Desde antes de iniciar la campaña electoral, Ortega ya enfrentaba un amplio rechazo de la comunidad internacional por la sistemática violación de derechos humanos y su negativa a resolver la crisis sociopolítica del país por medios pacíficos y democráticos. La presión internacional se incrementó gradualmente a medida que se acercaba el momento de las votaciones. En julio, el Parlamento Europeo aprobó una resolución fuerte. Más recientemente, el Consejo Político de la OEA emitió dos resoluciones similares y el Congreso de Estados Unidos aprobó la Ley Renacer, que endurece las sanciones contra el gobierno de Ortega. Luego de que el órgano electoral anunció los resultados, numerosos países han declarado su no reconocimiento y la Secretaría General de la OEA circuló un informe previo a la próxima Asamblea Ordinaria, en el que recomienda la anulación de estos resultados y un nuevo proceso electoral con todas las garantías y verdadera competencia.

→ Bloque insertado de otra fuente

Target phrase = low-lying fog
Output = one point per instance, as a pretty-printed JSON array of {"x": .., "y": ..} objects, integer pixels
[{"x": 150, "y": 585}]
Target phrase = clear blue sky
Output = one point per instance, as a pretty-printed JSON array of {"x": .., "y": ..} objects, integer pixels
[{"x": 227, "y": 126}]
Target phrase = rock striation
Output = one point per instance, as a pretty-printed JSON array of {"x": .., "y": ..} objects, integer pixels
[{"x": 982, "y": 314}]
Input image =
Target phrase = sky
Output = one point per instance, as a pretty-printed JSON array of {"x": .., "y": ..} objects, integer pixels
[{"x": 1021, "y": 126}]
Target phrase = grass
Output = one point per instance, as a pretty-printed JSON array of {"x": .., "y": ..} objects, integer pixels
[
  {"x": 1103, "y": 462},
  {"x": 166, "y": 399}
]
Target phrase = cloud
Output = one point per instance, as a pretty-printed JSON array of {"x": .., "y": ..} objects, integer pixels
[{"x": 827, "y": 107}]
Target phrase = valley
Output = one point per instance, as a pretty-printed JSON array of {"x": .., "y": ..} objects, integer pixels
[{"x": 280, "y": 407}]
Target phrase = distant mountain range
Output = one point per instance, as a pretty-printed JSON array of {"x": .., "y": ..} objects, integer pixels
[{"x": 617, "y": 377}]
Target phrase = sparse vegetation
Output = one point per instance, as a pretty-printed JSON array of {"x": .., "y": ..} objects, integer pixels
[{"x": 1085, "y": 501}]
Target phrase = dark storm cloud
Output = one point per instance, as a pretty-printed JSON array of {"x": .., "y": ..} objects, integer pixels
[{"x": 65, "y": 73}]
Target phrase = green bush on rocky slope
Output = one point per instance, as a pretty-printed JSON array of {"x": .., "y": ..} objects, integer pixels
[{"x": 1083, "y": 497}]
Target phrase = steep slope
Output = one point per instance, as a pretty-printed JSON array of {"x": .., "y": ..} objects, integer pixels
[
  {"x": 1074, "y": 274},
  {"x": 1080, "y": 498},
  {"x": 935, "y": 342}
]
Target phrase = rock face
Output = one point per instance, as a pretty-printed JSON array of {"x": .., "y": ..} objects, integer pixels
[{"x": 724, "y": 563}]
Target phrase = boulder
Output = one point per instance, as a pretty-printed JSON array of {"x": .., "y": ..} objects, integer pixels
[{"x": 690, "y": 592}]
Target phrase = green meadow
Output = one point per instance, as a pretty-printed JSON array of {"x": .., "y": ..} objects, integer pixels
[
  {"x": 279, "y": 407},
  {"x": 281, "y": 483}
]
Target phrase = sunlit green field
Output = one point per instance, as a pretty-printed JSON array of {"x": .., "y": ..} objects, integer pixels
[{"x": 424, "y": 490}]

Aunque Daniel Ortega y Rosario Murillo permanezcan en sus cargos para un próximo periodo, el futuro inmediato no es halagüeño. El descontento social se ha profundizado; la situación económica del país es crítica y necesita una alternativa de solución pronta; su escasa base política sufre de erosión acelerada y su apoyo descansa fundamentalmente en la fuerza y la represión; el aislamiento y rechazo de la comunidad internacional se incrementarán en los próximos meses, así como las medidas de presión económica. Finalmente, el movimiento cívico y las fuerzas de la oposición han dado muestras de recomposición, conformación de nuevos liderazgos y capacidad de acción. La gran paradoja entonces es que, resultando victorioso, Ortega en realidad ha perdido.